Abbiamo superato la metà del concerto e, a quasi due ore dall’inizio, la voce di Elton è ancora ruggente e non sembra curarsene affatto, dimostrando di essere in una forma che nemmeno l’anno scorso avevo avvertito. Sad Songs (Say So Much) e Take Me To The Pilot introducono il momento migliore dell’intera serata, il mio highlight, rappresentato da un blocco di canzoni che già si ha fatica ad affrontare singolarmente per la loro bellezza... insieme una dopo l’altra in una tale atmosfera, con l’aria che si è fatta vento e la partecipazione dell’intera platea che riscalda; basta solo la prima nota di Sorry Seems to Be the Hardest Word per incendiarla ancora di più, seguita dall’intramontabile Don’t Let the Sun Go Down on Me… semplicemente perfetta con la Band.
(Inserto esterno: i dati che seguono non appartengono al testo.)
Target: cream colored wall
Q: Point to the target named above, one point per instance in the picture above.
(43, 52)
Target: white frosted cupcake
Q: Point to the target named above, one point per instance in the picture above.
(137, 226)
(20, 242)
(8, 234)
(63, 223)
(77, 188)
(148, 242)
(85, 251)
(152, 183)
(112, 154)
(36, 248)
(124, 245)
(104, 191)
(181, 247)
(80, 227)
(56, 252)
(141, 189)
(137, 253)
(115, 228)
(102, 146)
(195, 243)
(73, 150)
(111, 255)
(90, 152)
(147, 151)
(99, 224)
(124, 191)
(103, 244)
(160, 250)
Il gran finale è affidato a quattro big hits. Ci si alza tutti in piedi e nessuno si rimetterà a sedere fino alla fine. Si corre verso il palco ed Elton si emoziona, perde il controllo e dopo Are You Ready For Love e l’epica Bennie & The Jets, sale sulla panca poggiando il piede sul pianoforte dichiarando tutta la sua regalità musicale. Seguiranno la fantastica The Bitch Is Back e Crocodile Rock, con il ritornello cantato interamente dal pubblico.

Elton lascia il palco ma torna dopo nemmeno un minuto, dedicando una sublime Your Song a tutta l’Italia e alla meravigliosa città di Roma che ama, ed augurando a noi tutti una vita piena di soddisfazioni, di successo, di felicità ma soprattutto di…Amore. E di fronte ad esibizioni come questa, a canzoni come queste, non puoi che tornare a casa con il cuore pieno di gratitudine.